12 Mars 2010
La philosophie et l’art sont des activités humaines qui n’empruntent pas le même chemin. La première fait appel à la raison et la seconde exploite le sensible. Cette différence fondamentale tendrait à les opposer car la raison qualifie aisément le sensible de corrupteur quant à la recherche de la vérité, et le sensible prétend que la raison est décalée par rapport au réel. Faut-il pourtant considérer de façon radicale la philosophie et l’art comme opposables, jusqu’à proposer que l’une remplace l’autre ? Ou alors s’agit-il de domaines si différents que toute comparaison est inappropriée ? Ou bien encore ces deux disciplines ne sont-elles pas animées par un même but, et auquel cas une complémentarité présenterait un caractère d’évidence ? Pour proposer une réponse à ces interrogations, définissons dans un premier temps ce que sont l’art et la philosophie, et sur cette base, distinguons leurs points de divergences, pour enfin conclure sur la possibilité ou non d’un rapprochement entre ces deux activités.
Une définition de l’art…
Jusqu’au XVIIIème siècle, l’art était pour l’essentiel considéré comme la transformation de choses afin d’en créer de nouvelles.
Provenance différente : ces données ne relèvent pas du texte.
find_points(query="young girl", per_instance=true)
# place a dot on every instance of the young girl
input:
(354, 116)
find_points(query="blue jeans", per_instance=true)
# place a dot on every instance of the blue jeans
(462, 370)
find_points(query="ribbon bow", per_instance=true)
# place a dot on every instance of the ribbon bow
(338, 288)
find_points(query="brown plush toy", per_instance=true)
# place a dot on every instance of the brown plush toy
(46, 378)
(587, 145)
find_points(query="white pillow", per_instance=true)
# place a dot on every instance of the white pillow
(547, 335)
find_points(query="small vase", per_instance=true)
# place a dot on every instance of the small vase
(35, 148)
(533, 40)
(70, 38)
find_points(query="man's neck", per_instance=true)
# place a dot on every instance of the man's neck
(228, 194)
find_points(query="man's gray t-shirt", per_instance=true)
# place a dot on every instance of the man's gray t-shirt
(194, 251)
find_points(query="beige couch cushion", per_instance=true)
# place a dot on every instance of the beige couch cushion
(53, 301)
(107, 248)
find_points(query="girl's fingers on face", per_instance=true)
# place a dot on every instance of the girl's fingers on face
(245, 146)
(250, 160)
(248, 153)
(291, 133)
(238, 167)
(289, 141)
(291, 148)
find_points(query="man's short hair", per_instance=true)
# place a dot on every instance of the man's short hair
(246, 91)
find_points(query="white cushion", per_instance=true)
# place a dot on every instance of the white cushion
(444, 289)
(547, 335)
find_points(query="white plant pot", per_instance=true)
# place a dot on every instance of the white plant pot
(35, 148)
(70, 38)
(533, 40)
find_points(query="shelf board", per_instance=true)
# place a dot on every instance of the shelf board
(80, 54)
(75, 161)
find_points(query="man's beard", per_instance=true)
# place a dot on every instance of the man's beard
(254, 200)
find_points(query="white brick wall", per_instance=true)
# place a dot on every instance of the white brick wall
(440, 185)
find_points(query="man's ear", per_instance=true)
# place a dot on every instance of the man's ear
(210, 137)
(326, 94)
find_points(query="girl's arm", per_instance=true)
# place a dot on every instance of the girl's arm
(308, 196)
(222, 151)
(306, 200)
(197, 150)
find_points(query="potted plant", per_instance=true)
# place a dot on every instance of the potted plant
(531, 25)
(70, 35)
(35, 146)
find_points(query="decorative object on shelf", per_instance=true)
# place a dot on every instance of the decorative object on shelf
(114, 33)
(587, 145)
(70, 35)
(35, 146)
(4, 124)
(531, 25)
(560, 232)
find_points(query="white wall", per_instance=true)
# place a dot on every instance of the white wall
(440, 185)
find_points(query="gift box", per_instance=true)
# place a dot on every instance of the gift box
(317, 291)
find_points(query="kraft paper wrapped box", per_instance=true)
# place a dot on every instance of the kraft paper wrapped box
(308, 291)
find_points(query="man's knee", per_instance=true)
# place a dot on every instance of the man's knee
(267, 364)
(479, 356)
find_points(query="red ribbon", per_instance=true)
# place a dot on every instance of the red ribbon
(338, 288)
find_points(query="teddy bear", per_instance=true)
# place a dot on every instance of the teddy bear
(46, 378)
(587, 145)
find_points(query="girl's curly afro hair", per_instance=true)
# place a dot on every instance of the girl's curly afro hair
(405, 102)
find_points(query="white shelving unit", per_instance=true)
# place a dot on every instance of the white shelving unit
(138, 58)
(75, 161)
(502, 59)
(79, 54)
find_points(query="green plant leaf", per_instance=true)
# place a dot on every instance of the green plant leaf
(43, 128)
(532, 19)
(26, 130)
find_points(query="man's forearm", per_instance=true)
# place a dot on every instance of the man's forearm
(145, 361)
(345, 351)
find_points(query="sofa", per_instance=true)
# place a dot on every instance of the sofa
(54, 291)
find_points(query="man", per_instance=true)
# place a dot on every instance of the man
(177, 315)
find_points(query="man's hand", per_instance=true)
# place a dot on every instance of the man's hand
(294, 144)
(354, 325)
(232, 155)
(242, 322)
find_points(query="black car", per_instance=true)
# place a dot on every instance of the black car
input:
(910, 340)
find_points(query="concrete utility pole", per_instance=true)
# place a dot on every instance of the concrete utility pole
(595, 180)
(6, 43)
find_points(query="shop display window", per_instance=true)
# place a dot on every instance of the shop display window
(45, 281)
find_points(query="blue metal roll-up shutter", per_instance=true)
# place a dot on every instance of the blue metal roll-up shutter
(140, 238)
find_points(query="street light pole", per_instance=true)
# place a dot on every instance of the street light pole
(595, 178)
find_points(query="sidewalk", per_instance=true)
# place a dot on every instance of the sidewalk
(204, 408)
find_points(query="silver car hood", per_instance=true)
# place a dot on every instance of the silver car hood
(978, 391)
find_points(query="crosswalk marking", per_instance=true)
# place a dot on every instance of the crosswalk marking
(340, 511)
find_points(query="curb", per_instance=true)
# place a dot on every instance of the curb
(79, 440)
L’art était ainsi assimilable à la technique, notamment dans la perspective héritée d’Aristote : « Au reste, tout art consiste à produire, à exécuter, et à combiner les moyens de donner l’existence à quelqu’une des choses qui peuvent être et ne pas être ; et dont le principe est dans celui qui fait, et non dans la chose qui est faite. Car il n’y a point d’art des choses qui ont une existence nécessaire, ni de celles dont l’existence est le résultat des forces de la nature, puisqu’elles ont en elles-mêmes le principe de leur être ». (Ethique à Nicomaque – Aristote). Originairement, l’art a le statut de technique et il est différencié de la praxis, soit la morale, et de la théoria qui est une contemplation du monde à des fins révélatrices. Puis l’art se soustrait peu à peu au monde du travail pour devenir une activité libérale, excluant tout objet utilitaire. L’art devient ainsi un moyen d’expression employé par l’homme pour faire part de la vision qu’il a de lui-même, du monde, et du rapport entre ce monde et lui. La technique n’est désormais plus de son ressort, celle-ci revenant à l’artisanat. Que reste-t-il alors à l’artiste pour s’exprimer ? La beauté peut-être ? Une œuvre d’art doit-elle son statut à l’impression de beauté qu’elle dégage ? Kant répond que non. Pour le philosophe, la beauté est une production de la nature et non le résultat d’une création humaine. Dire d’une œuvre qu’elle est belle est un jugement d’ordre esthétique qui selon Kant n’a pas de valeur universelle, alors que la beauté au sens pur du terme ne peut souffrir d’aucune appréciation. La beauté est belle en soi. De plus, l’art contemporain contredit une association systématique d’une œuvre avec le beau car bon nombre de réalisations modernes ne sont pas faites pour le plaisir des yeux, mais pour véhiculer un message, ce qui ne les empêche pas de conserver leur reconnaissance artistique.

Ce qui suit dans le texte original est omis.